Dans une lettre adressée à Salah Abdeslam, seul terroriste rescapé des attentats de novembre 2015 qui avaient fait 130 morts, Dieudonné M’Bala M’Bala dit « vouloir comprendre » les motivations de celui qui est actuellement incarcéré à la prison de Fleury-Mérogis. Une démarche qui suscite l’indignation des parties civiles, et qui relance le débat sur le droit à la parole des meurtiers.

« Nous ne voulons pas parler des actes qui vous sont reprochés. Ce qui nous intéresse est de comprendre votre état d’esprit et les raisons qui vous ont poussé à agir ».
Dans le cadre de l’écriture d’un livre intitulé « Comment arrêter les attentats en France? », le polémiste Dieudonné a souhaité donner la parole à l’unique survivant du commando terroriste du 13 novembre 2015. Pour qu’il s’explique, d’abord, sur les raisons qui l’ont motivé à passer à l’acte, comme si causer la mort de cent-trente personnes était quelque part justifiable. Pour tenter, ensuite, de tenir la société française responsable des évènements tragiques qui ont eu lieu il y a désormais deux ans, puisqu’il poursuit sa lettre en écrivant : « En discutant avec vous, nous espérons mieux comprendre la profonde révolte qui vous habite et à laquelle la société reste sourde ».
Les réactions ne se sont pas faites attendre, une fois la lettre révélée par Le Parisien. « C’est un prétexte pour mettre à la charge de la société la responsabilité des attentats terroristes » a déclaré Me Gerard Chemla, avocat des parties civiles, à l’AFP, qui dénonce par ailleurs ‘une fascination morbide et extrêmement inquiétante ». Se pose alors la question du droit, ou non, d’accorder la parole à des individus responsables de crimes odieux et de massacres de masse comme Salah Abdeslam en fut le responsable. Si l’initiative n’est pas nécessairement dénuée de sens, dans la mesure où beaucoup s’interrogent sur les raisons qui poussent un homme à commettre des actes pareils, la démarche laisse pourtant souvent place à l’indignation collective.
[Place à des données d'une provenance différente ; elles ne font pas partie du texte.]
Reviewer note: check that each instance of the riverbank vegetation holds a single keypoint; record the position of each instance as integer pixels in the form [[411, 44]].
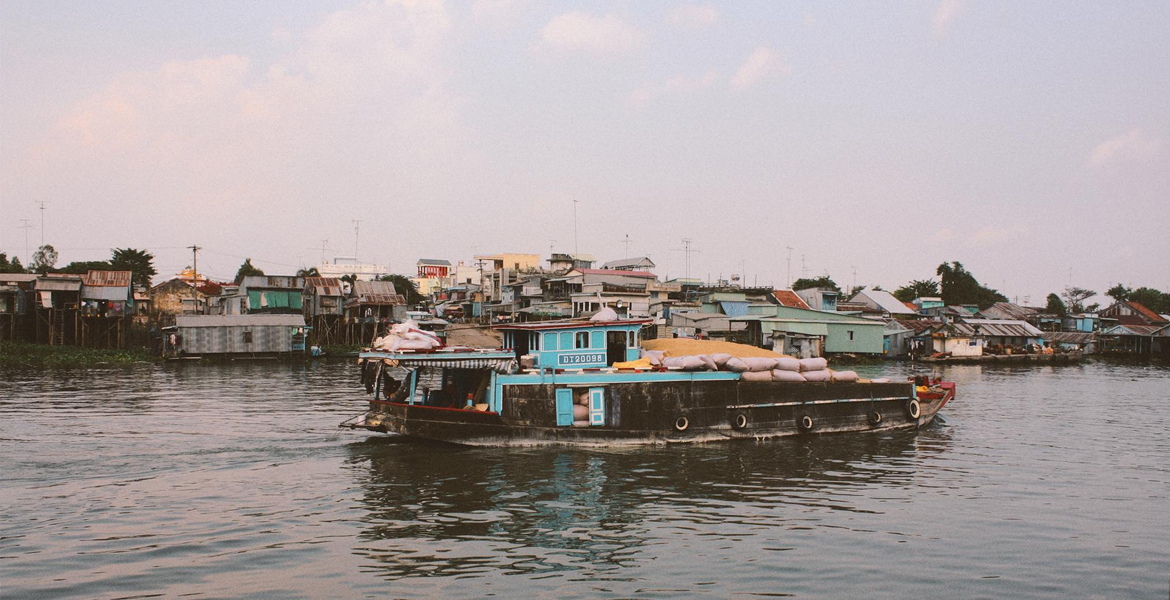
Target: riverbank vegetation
[[40, 354]]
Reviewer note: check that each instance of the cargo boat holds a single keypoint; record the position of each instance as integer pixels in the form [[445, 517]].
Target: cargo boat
[[569, 393]]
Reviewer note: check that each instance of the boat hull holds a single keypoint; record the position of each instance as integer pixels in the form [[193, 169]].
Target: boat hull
[[669, 412]]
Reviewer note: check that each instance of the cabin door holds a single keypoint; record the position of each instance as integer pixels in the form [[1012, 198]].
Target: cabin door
[[614, 347], [596, 406], [564, 407]]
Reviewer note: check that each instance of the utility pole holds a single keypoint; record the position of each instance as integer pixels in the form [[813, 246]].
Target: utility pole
[[42, 225], [194, 264], [576, 248], [357, 227], [26, 226], [790, 266]]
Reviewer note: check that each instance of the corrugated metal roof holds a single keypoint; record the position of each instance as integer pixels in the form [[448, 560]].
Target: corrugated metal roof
[[1006, 310], [324, 285], [245, 321], [1068, 337], [1154, 317], [18, 277], [628, 262], [613, 271], [108, 278], [376, 292], [57, 284], [1011, 329], [789, 298], [1133, 330], [886, 301]]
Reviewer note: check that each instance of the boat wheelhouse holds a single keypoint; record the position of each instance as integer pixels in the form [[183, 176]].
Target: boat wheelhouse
[[569, 383]]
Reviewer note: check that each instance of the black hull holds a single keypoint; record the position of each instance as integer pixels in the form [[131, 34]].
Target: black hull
[[669, 412]]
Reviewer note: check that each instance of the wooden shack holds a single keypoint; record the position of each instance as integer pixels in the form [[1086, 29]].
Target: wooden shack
[[324, 309], [107, 309]]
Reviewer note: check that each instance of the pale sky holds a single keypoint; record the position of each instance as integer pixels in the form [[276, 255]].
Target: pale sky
[[1029, 140]]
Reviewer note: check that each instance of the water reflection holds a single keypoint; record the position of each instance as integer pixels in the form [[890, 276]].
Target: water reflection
[[440, 510]]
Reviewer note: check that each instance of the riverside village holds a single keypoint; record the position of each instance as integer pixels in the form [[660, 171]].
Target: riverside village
[[342, 305]]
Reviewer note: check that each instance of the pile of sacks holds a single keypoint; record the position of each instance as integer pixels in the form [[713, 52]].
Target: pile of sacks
[[406, 336], [755, 369]]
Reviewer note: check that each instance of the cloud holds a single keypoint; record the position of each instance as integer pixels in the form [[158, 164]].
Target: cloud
[[1134, 146], [761, 64], [694, 16], [947, 12], [594, 34], [220, 131], [674, 85], [942, 235]]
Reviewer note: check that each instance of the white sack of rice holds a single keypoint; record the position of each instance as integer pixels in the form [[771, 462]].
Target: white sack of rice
[[789, 364], [779, 374], [844, 376], [759, 363], [721, 359], [735, 365], [756, 376], [824, 374], [813, 364]]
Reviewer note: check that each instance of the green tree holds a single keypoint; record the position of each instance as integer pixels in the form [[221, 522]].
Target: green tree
[[406, 288], [246, 270], [11, 267], [140, 264], [1055, 307], [45, 259], [824, 281], [1074, 298], [917, 289], [959, 287], [1119, 292]]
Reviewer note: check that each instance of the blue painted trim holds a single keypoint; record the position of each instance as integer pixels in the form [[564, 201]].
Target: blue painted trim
[[548, 377]]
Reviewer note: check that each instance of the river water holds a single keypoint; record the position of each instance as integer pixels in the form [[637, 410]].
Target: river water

Dualisme entre indignation et interrogations
Concernant l’affaire Abdeslam, Me Géraldine Berger-Stenger, avocate de l’Association française des victimes de terroriste (AFVT), déclarait pour l’AFP « Les victimes sont choquées d’apprendre la démarche de Dieudonné, et préfèreraient qu’Abdeslam leur donne directement à elles des explications ». C’est en ce point essentiel que réside la question du droit de savoir, du droit de comprendre. De comprendre directement de la bouche du principal concerné, certainement. De comprendre du fait du récit d’un ancien humoriste improvisé journaliste, aux propos volontairement polémiques et souvent contestés, qui pourrait de par ses prises de positions sur la question biaisé les propos du sondé, beaucoup moins.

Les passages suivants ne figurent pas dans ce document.